With the stock market on a seemingly endless roller-coaster thrill ride, financial advisers urge savvy investors to redesign their trading strategy.
After making a handful of strategic moves, you should be able to not only survive, but thrive, during the market volatility, financial advisers have told CNBC.
Selling stocks when you are upset about a marke downturn is the wrong strategy because you are trading based on your emotions and not financial facts, said Douglas Boneparth, president and founder of Bone Fide Wealth.
“Even if you’re proven to be right, you’re still going to have an extremely hard time getting back in,” Boneparth, a certified financial planner, said. “No one ever does that at the right time.”
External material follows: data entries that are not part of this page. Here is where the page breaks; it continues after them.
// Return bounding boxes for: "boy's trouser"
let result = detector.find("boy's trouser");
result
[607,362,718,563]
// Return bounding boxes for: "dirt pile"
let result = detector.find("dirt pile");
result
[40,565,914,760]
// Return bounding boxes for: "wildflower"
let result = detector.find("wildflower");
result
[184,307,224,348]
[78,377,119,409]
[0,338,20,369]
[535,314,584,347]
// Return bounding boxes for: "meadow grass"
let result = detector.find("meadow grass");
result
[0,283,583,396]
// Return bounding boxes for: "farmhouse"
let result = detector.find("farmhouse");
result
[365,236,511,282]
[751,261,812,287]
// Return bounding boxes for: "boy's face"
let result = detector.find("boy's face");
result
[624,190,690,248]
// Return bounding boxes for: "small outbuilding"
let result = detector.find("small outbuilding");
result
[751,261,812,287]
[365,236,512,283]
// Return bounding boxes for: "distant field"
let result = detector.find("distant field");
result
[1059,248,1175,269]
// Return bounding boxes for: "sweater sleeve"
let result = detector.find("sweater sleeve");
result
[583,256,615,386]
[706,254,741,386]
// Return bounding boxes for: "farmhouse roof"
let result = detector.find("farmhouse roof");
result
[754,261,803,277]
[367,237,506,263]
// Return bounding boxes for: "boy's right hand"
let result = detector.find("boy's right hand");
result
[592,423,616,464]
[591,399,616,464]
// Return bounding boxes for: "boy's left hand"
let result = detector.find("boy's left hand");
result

Here are five safeguards from various advisers for times of market trouble:
- What goes up must come down. “A correction is not unexpected,” Boneparth said. “People need to remember that markets go up and down.” Bear markets tend to happen once every three years, according to Scott Hanson, CFP, founder and senior partner at Hanson McClain Advisors. “We haven’t had one in about 10 years,” Hanson said. “It’s certainly to be expected the market will be in a bear market.”
- Shop for bargains. “When markets are low, the money you regularly invest buys more shares. That puts you in a position to do well when the markets recover,” CNBC explained.
- Revisit your strategy and your goals. “You shouldn’t stray from your financial plan just because you’ve seen a dip,” said financial adviser Roger Ma, CFP and founder at Lifelaidout. It is a good idea, however, to check every couple of months to make sure your actual assets are still within 5 percent of your target allocation, Ma said.
- Assess your risks. Make sure you are not overexposed to certain areas of the market, said Diahann Lassus, a CFP and president of Lassus Wherley.
- Keep some cash on hand. While you do not want to sell everything and go to cash, it is a good idea to make sure you have the cash on hand that you will need over the next six to 12 months.
None other than the commander-in-chief himself agrees with at least one piece of that advice.
President Donald Trump suggested that a recent swoon in U.S. stock markets is a buying opportunity for investors, even though many analysts blame his policies and Washington gridlock for the plunge.
“We have companies -- the greatest in the world, and they’re doing really well,” Trump told reporters at the White House on Tuesday, Bloomberg reported.
“They have record kinds of numbers. So I think it’s a tremendous opportunity to buy. Really a great opportunity to buy.”
Meanwhile, a long government budget fight and shutdown could make the markets even more volatile, economists are warning, as the showdown between President Donald Trump and Democrats over funding a border wall continues.
“What would be worrisome is if businesses start to lose confidence” in the federal government, Kathy Bostjancic, head U.S. financial market economist at Oxford Economics, told The Wall Street Journal.
“They’ll pull back on hiring, and investment, and it’ll become a self-fulfilling prophecy, where negativity in the stock market turns to negativity in the [broader] economy.”
The shutdown has left some 800,000 workers either on furlough or working without pay, but the initial effects have been deemed as small, with the shutdown falling on two weekend days and two federal holidays.